The report noted that piping captured carbon and sending it via pipeline could also weigh financially given the $1.5 million to $3 million cost per linear mile of pipe. 

In a risk analysis of the two CCUS options, the report stated: “Potential risks associated with the two CCUS options are technological, market and public perception based, and regulatory in nature.
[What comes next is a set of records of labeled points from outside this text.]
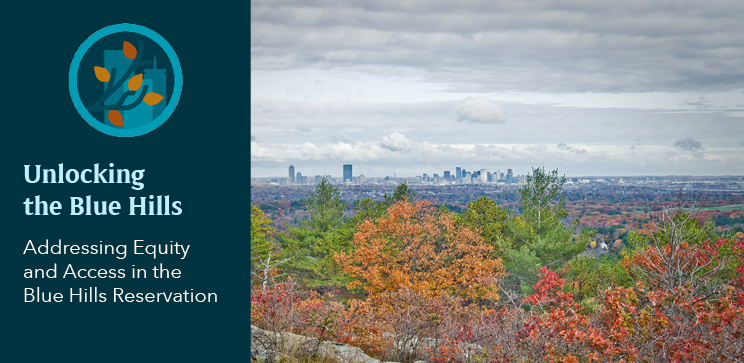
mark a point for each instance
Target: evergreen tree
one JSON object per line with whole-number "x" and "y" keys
{"x": 540, "y": 235}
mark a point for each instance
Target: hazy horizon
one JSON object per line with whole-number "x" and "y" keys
{"x": 646, "y": 88}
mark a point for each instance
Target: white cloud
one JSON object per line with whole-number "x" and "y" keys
{"x": 689, "y": 144}
{"x": 398, "y": 153}
{"x": 481, "y": 110}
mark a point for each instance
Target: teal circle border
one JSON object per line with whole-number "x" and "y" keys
{"x": 177, "y": 81}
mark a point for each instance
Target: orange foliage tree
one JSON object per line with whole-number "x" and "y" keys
{"x": 417, "y": 247}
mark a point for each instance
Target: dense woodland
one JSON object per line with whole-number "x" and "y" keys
{"x": 406, "y": 279}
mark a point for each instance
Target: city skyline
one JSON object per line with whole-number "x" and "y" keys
{"x": 503, "y": 175}
{"x": 649, "y": 88}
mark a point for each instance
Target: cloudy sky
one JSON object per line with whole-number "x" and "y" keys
{"x": 412, "y": 87}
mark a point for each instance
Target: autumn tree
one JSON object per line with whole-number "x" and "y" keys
{"x": 260, "y": 230}
{"x": 417, "y": 247}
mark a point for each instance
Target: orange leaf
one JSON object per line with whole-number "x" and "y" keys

As mentioned herein, while the technology has been proven at a handful of sites to be commercially viable at a scale comparable to what would be needed at IPP, CCUS is still not widely commercially demonstrated and there have been a number of commercial failures.” 

Mike Nasi, a Jackson Walker partner and environmental law specialist, told state legislators last week they could expect a completed final report as soon as the end of October. 

Asked for comment, an IPA spokesman said the report compiled a lot of information very quickly and made clear there are significant barriers to continuing operations at the IPP coal units beyond 2025. 

“The preliminary report correctly shows that major regulatory and market barriers exist to continuing operation of the IPP coal units and that proposals to address those barriers are all highly speculative and likely to require billions of dollars of investment,” the spokesman, John Ward, said via email. 

Ward noted that IPA was contacted for the first time about “one month before the preliminary report was presented and only two meetings with IPA had been held so far.” 

But IPA hopes, Ward said, to continue to work with state legislators and Jackson Walker consultants on a final report. 

In a plug for IPP Renewed, the new gas and hydrogen power plant under construction, Ward wrote that the project represents “billions of dollars of new investment in Millard County and is being accomplished with no taxpayer dollars or economic development incentives.” 

IPA is the county’s largest taxpayer. 

Last year, IPA’s board of directors rejected an offer to sell all of the electric utility’s assets. 

In September 2022 Farmington, New Mexico-based Enchant Energy and Orem-based Fibernet offered to purchase the power plant in a plan to use power generated there to operate giant data centers. The companies also planed to retrofit the coal units with carbon capture technology. 

The companies a month later sought to buy all of IPA, including the plant, transmission assets, water rights, land holdings, power contracts, and bonds. The companies had sought help on the bid from state legislators, Ward confirmed at the time.